Voici un article que notre rédacteur en chef, Jean Dufourcq, a publié sur le Huffington post (ici). JDOK.
La transition politique a commencé en Algérie. L’élan donné par une jeunesse résolue a pris de vitesse les tenants du système en place comme les analystes attentifs à ce pays si proche. La transition est désormais irréversible car l’essentiel des forces vives est dans la rue. Ce n’est plus l’effervescence habituelle des protestataires; car on y voit tous les Algériens, hommes et surtout femmes, les plus jeunes et les plus geek comme les plus anciens, les chibanis blasés. Et puis cela se passe partout, à Alger bien sûr, et dans toutes les autres villes symboliques mais aussi dans le bled. Partout les Algériens se mobilisent dans la rue le vendredi. Personne ne les en délogera. Et ils font savoir clairement que la transition se fera à leurs conditions.
Tous les affiliés du système ont pris leur distance avec le pouvoir présidentiel dominant depuis près de 20 ans. Et le président a dû céder la main. C’est qu’au fond, tout le monde se sentait humilié par la déchéance d’un président qui fut un personnage historique respecté et qui avait su imposer la concorde civile pour sortir de la cruelle décennie noire. C’est aussi que personne ne voulait d’un 5ème mandat qui soit un simple changement de clan; tout le monde était fatigué du système. Et puis les jeunes étaient branchés sur le nouveau monde, sur l’innovation, sur la modernité, sur l’aventure et la réussite et bien moins concernés par l’héritage du passé. Ils rêvaient d’autre chose et en parlaient sur les réseaux sociaux, entre jeunes du Maghreb, également frustrés par le blocage régional et l’avenir bouché.
Et puis tout autour, il y a le miroir du changement, l’expérience tunisienne inachevée, l’Italie et sa coalition décapante, la Grande-Bretagne et sa rupture européenne, la France et son Grand débat… Et dans la péninsule arabique, les jeux de rôle archaïques, les tensions multiples, les Palestiniens isolés, les Syriens divisés. Alors à l’annonce du 5ème mandat, le peuple algérien, a pris fièrement les devants, ce sera non. Et en un mois, le vieux système a été remisé.
On ne fera pas ici l’analyse des subtils jeux actuels entre les clans du pouvoir qui font parler d’eux chaque semaine pour sauver la mise avant l’échéance des 90 jours. Après la période coloniale, la France est bien placée pour connaître la fierté et la détermination du peuple algérien. Il n’est pas question d’interférer avec le destin d’un peuple avec lequel elle a une histoire si complexe à gérer, une population si diverse à partager.
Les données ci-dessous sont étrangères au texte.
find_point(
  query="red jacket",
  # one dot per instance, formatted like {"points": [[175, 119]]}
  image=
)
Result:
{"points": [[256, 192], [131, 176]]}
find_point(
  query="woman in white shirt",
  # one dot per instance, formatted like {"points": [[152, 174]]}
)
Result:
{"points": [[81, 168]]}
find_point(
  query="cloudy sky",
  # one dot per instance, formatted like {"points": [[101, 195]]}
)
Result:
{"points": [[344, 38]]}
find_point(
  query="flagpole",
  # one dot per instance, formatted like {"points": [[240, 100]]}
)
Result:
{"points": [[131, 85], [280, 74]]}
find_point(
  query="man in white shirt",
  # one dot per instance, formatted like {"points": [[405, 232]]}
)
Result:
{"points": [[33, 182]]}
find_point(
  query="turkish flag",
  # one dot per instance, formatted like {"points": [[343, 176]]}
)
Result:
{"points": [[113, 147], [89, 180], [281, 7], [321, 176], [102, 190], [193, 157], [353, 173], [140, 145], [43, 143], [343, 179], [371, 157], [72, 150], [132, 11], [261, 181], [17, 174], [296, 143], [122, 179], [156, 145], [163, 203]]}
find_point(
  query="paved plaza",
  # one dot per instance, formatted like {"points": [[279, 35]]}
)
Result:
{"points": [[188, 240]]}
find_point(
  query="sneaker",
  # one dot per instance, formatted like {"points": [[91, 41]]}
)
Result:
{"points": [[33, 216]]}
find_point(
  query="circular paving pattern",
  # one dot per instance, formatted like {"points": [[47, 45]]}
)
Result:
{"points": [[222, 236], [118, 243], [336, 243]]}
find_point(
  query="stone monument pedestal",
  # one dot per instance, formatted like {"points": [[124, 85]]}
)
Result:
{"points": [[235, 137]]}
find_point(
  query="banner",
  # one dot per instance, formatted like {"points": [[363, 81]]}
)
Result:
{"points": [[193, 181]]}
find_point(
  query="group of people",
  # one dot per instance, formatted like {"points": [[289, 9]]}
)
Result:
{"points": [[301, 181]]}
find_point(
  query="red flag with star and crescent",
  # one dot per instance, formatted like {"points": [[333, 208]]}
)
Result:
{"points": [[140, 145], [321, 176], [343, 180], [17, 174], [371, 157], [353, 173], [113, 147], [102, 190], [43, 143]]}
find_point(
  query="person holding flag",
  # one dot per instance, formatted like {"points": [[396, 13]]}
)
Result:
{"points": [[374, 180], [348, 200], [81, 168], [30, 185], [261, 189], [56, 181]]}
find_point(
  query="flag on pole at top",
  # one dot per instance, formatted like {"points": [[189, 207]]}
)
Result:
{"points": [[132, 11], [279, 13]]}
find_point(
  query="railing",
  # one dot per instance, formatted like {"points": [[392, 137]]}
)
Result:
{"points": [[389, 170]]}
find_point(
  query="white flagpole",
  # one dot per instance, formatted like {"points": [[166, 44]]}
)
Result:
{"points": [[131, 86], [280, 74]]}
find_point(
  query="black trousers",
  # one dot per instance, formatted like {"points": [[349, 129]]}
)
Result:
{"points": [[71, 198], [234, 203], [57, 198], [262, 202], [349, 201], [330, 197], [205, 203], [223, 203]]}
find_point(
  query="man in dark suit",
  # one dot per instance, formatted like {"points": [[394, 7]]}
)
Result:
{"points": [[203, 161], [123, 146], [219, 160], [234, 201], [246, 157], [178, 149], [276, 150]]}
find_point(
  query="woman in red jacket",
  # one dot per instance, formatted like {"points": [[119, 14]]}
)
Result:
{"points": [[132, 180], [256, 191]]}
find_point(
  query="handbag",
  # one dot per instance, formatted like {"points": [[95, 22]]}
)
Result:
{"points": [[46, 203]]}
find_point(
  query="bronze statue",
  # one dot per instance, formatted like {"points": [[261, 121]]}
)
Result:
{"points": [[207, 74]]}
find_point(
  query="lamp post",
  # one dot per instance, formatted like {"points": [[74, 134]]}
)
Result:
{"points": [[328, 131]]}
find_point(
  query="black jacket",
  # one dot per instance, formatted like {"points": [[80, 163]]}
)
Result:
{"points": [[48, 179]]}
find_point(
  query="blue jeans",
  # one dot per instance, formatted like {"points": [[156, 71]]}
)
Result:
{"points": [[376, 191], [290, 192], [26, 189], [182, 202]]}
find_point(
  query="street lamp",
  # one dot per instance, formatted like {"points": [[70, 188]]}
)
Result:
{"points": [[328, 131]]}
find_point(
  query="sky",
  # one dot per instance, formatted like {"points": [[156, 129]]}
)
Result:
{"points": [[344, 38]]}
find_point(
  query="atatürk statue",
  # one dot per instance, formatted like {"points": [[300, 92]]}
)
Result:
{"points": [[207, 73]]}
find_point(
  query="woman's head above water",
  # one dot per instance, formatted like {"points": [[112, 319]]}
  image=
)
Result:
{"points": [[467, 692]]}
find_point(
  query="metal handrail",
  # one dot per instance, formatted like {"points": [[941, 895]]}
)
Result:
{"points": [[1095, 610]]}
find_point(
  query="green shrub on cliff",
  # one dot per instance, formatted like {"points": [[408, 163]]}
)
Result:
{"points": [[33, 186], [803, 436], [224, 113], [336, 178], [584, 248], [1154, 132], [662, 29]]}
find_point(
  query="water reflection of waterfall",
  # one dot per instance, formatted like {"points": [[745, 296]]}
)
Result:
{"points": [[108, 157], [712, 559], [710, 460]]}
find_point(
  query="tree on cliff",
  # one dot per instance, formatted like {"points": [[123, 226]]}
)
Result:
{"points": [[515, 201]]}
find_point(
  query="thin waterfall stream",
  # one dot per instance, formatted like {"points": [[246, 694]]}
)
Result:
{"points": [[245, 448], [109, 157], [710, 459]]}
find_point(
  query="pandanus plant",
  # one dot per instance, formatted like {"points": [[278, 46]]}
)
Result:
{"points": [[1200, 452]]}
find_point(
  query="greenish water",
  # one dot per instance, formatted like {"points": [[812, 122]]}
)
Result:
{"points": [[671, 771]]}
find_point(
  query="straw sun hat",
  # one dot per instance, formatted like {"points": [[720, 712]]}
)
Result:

Alors, fidèle à ses idéaux républicains, elle voudra d’abord saluer la transition algérienne. C’est au peuple algérien rassemblé d’accomplir sa renaissance nationale à son rythme. Mais il n’est pas question non plus de lui laisser ignorer frileusement combien cette transition est appréciée en France même, comme d’ailleurs au Maghreb, car elle est porteuse d’espoir et de modernité pour tous. Et d’abord pour les 10% de Français qui ont des attaches en Algérie. Admiratif de la sérénité et de la détermination de la jeunesse, le peuple français veut tendre la main avec sympathie au peuple algérien et lui souhaiter bonne chance pour cette transition résolue vers le progrès.
Nous sommes après la fin du système mais avant l’Algérie de demain à la construction de laquelle les Français veulent apporter leur soutien amical et généreux. Dans la dynamique de la mondialisation actuelle, faisons enfin de notre espace commun de Méditerranée occidentale un vrai laboratoire de la mondialisation où 110 millions de Maghrébins et 180 millions de Latins sauront ensemble tirer parti de leur proximité historique, géographique et culturelle et constituer une véritable communauté de destin et d’intérêt profitable à tous.
Donc ce sera la fin de la demande de repentance? car il y a une rupture générationnelle. Il faudra chercher ailleurs les causes de l’échec du FLN.